On Sunday 31 July 1892, the nave of the church of St George at Hindolveston, Norfolk, was demolished when the eastern half of the tower fell on it. Until a temporary church was set up, the parish used the chancel for worship. It wasn't until 1932 that a new church was opened. The new church, while obviously a twentieth century building from the outside, reused a significant amount of the fabric of the old one inside. Among the items rescued was the memorial to Edmund and Margaret Hunt, which was in the temporary church at the time it was recorded by Mill Stephenson for his list. It is now on the wall of the nave.
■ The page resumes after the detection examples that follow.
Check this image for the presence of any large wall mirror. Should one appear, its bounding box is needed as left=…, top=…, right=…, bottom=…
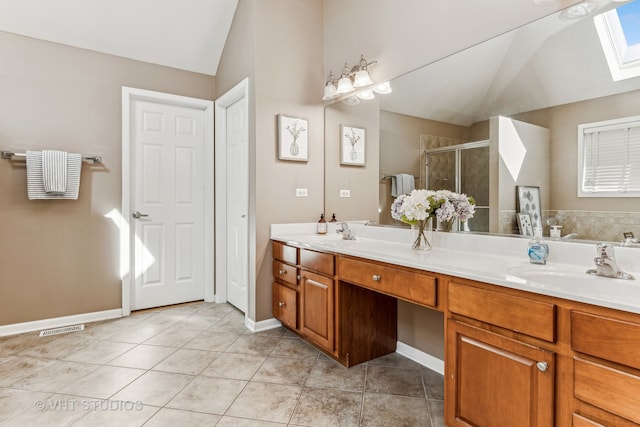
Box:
left=325, top=0, right=640, bottom=241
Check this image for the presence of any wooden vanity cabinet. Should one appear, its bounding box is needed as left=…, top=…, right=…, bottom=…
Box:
left=300, top=249, right=336, bottom=353
left=571, top=310, right=640, bottom=426
left=271, top=242, right=299, bottom=331
left=445, top=320, right=555, bottom=427
left=445, top=279, right=555, bottom=427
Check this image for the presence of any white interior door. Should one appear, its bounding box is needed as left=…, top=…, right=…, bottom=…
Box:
left=226, top=98, right=249, bottom=313
left=128, top=99, right=205, bottom=309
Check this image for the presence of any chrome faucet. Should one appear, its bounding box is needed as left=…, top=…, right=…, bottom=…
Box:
left=587, top=243, right=634, bottom=280
left=336, top=222, right=356, bottom=240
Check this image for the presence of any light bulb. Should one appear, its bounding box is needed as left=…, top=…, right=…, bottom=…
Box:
left=356, top=89, right=376, bottom=100
left=373, top=82, right=392, bottom=94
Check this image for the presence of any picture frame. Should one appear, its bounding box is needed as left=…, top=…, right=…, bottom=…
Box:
left=278, top=114, right=309, bottom=162
left=340, top=125, right=367, bottom=166
left=516, top=213, right=533, bottom=236
left=516, top=185, right=542, bottom=231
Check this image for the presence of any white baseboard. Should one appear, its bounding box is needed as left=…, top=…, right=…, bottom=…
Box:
left=245, top=318, right=282, bottom=332
left=0, top=308, right=122, bottom=337
left=396, top=341, right=444, bottom=375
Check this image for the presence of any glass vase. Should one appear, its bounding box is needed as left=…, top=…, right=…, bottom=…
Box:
left=437, top=219, right=453, bottom=232
left=411, top=218, right=433, bottom=251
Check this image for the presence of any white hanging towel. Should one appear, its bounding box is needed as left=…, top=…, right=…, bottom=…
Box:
left=402, top=173, right=416, bottom=194
left=391, top=173, right=404, bottom=197
left=42, top=150, right=67, bottom=195
left=27, top=151, right=82, bottom=200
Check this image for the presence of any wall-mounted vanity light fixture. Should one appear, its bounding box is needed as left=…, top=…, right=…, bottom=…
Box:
left=322, top=55, right=391, bottom=105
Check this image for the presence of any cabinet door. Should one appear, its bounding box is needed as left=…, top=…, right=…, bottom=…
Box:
left=300, top=271, right=334, bottom=351
left=445, top=319, right=554, bottom=427
left=271, top=282, right=298, bottom=329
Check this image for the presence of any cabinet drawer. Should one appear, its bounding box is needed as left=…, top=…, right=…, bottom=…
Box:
left=571, top=311, right=640, bottom=369
left=300, top=249, right=336, bottom=276
left=573, top=358, right=640, bottom=423
left=273, top=261, right=298, bottom=286
left=272, top=242, right=298, bottom=264
left=338, top=257, right=437, bottom=307
left=571, top=414, right=605, bottom=427
left=448, top=281, right=556, bottom=342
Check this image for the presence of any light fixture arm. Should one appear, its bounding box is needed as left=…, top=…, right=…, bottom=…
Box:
left=322, top=54, right=378, bottom=101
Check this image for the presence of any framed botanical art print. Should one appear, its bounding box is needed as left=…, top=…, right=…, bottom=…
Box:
left=516, top=213, right=533, bottom=236
left=516, top=185, right=542, bottom=231
left=278, top=114, right=309, bottom=162
left=340, top=125, right=366, bottom=166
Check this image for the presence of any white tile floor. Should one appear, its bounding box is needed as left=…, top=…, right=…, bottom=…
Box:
left=0, top=303, right=444, bottom=427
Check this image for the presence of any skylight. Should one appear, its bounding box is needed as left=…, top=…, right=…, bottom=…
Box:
left=593, top=0, right=640, bottom=81
left=616, top=1, right=640, bottom=46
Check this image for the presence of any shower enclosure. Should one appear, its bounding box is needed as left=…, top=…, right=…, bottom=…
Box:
left=420, top=135, right=489, bottom=231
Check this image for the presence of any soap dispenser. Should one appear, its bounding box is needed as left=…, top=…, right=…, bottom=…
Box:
left=318, top=214, right=327, bottom=234
left=529, top=227, right=549, bottom=265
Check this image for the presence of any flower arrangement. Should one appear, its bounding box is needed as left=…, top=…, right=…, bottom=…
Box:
left=391, top=190, right=476, bottom=249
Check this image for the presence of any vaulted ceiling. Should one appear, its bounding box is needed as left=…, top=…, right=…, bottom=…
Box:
left=0, top=0, right=238, bottom=76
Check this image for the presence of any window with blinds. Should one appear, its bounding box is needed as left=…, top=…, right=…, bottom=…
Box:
left=578, top=116, right=640, bottom=197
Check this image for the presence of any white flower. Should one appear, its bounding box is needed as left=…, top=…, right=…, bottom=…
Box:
left=391, top=190, right=475, bottom=224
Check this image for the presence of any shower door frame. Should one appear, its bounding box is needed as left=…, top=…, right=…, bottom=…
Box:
left=422, top=139, right=491, bottom=230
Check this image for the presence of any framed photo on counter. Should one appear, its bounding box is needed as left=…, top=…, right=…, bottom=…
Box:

Entered a couple heare doth ly, that hatefull death did kill
Whiche lyvinge loved as man and wife and bent to God there will
Whose names to tell thus weare they called, that deathe hathe reste of life
Edmon Hunt the Gentilman, and Margret hight his wife
Children these had fourtene in all Daughters four, and onnes tene
Two Infants dyed, thre marchants weare, Lawiers foure, and one devine
These Huntes huntinge abrode the chase one Hunt oute hunted the rest
Who made this stone in memory, how God his huntinge blest
Who hopes by fayth heaven for his haven, in Christ that he shall finde
Where welcom once no farewell is, suche welcome God us sende
Obiit ille Anno domini.1558.Octobris.11.
Obiit illa Anno domini.1568.Decembris.3.
Edmund Hunt was recorded in a Chancery Court document in the last couple of years of his life as constable of Hindolveston and late servant to Sir John Robsart but little is otherwise known of him. The children recorded in the heraldic visitations of Norfolk were Edmund, later of Horningtoft, who married Lucy, daughter of ... Howett of Weston, Norfolk, Nicholas, Thomas, Richard, Geoffrey, Henry, William, John, Margaret, who married Francis Beaumont, Mary, who married William Wagstafe, Elizabeth, who married William Whyte, and Cicely, who married Robert Lawes. Their mother Margaret was recorded as the daughter of John Potter of Beeston, Norfolk.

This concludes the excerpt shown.